Abstract
Background and Purpose—
Hypercoagulable
states in migraine patients may play a role in the pathophysiology
underlying the association between migraine and ischemic stroke. This
study aims to provide more insight into the potential association of
headache, ischemic stroke, and the intrinsic coagulation pathway.
Methods—
We
included patients from the RATIO study (Risk of Arterial Thrombosis in
Relation to Oral Contraceptives), a Dutch population-based case-control
study including young women (age <50) with ischemic stroke and
healthy controls.
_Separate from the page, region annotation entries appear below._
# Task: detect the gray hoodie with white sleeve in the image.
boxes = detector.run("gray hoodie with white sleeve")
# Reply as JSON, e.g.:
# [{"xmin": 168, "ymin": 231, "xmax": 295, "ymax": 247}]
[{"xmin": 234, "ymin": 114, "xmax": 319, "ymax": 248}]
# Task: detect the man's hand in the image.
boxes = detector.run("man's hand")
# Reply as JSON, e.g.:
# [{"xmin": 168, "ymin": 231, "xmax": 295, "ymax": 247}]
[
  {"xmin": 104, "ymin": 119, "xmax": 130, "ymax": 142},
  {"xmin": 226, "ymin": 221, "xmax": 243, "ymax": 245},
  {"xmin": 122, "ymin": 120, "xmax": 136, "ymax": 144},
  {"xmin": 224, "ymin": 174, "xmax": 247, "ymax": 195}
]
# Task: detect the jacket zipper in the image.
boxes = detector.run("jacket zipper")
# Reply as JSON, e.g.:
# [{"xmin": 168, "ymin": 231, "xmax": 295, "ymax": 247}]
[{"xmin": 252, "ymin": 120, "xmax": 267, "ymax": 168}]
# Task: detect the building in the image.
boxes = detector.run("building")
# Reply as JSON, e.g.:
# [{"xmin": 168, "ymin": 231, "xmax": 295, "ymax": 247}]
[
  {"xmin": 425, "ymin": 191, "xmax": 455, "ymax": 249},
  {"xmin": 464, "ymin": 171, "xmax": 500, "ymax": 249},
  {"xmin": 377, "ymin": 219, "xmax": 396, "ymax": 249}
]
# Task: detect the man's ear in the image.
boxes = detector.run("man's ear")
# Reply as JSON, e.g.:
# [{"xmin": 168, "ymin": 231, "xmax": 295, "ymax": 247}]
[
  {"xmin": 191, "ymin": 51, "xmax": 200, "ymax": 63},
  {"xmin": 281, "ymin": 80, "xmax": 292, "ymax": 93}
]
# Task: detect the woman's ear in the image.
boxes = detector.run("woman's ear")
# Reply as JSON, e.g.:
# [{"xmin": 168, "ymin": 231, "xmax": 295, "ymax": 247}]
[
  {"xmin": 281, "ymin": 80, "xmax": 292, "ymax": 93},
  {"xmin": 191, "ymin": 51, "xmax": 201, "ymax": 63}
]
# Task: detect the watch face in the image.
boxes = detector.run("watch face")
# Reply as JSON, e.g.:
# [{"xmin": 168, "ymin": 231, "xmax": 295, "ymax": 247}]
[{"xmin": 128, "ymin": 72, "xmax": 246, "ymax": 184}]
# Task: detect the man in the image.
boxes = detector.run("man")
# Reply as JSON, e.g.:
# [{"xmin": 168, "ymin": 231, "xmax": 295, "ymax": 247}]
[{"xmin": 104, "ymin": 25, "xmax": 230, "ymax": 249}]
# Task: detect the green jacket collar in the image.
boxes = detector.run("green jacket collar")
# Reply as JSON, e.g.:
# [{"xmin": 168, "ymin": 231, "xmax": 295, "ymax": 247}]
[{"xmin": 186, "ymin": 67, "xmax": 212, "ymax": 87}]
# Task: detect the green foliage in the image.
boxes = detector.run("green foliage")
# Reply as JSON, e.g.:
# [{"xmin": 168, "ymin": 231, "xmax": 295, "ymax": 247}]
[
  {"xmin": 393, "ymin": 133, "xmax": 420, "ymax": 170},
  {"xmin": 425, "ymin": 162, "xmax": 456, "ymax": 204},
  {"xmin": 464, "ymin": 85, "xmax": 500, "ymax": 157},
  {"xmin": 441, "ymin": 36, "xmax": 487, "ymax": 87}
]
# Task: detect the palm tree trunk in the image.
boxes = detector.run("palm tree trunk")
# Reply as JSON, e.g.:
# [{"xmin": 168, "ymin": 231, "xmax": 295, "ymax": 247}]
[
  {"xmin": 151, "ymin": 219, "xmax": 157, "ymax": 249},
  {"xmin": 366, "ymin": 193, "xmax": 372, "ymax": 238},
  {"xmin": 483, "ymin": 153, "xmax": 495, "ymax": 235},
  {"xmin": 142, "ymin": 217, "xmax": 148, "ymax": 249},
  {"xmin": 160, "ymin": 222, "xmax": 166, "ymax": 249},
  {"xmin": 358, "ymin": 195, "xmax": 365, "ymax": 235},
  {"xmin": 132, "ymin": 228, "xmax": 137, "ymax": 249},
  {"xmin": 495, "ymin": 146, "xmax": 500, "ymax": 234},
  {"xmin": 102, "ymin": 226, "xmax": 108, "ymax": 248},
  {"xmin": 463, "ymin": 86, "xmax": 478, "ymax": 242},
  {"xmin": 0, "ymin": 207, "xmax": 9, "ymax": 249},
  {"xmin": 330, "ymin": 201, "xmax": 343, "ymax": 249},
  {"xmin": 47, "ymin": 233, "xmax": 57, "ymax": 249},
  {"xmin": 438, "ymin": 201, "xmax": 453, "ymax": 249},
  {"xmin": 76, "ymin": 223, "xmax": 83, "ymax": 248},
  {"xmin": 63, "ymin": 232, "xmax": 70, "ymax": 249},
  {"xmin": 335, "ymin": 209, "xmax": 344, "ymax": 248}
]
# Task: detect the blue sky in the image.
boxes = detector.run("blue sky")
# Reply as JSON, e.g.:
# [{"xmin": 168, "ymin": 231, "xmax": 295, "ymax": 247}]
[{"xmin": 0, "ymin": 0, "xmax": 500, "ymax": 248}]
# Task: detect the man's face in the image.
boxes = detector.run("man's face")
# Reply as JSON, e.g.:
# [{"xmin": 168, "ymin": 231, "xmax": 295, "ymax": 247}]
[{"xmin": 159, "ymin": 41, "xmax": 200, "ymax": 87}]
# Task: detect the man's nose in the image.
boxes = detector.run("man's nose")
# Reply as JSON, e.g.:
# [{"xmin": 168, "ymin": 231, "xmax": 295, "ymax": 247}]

We defined a headache group based on a questionnaire
on headache history. Intrinsic coagulation proteins were measured
through both antigen levels (FXII, FXI, prekallikrein, HK [high
molecular weight kininogen]) and protein activation, determined by
measuring activated protein complex with C1esterase-inhibitor
(FXIIa-C1-INH, FXIa-C1-INH, Kallikrein-C1-INH) or antitrypsin-inhibitor
(FXIa-AT-INH). We calculated adjusted odds ratios and performed an
interaction analysis assessing the increase in stroke risk associated
with high levels of intrinsic coagulation and history of headache.
Results—
We
included 113 ischemic stroke cases and 598 healthy controls. In total,
134 (19%) patients had a history of headache, of whom 38 were cases and
96 controls. The combination of headache and high intrinsic coagulation
protein levels (all but FXII antigen level and both FXIa-inhibitors) was
associated with an increase in ischemic stroke risk higher than was
expected based on their individual effects (adjusted odds ratio FXI
antigen level alone: 1.7, 95% CI, 1.0–2.9; adjusted odds ratio headache
alone: 2.0, 95% CI, 1.1−3.7; combination: 5.2, 95% CI, 2.3−11.6)
Conclusions—
Headache and high intrinsic coagulation protein levels may biologically interact, increasing risk for ischemic stroke.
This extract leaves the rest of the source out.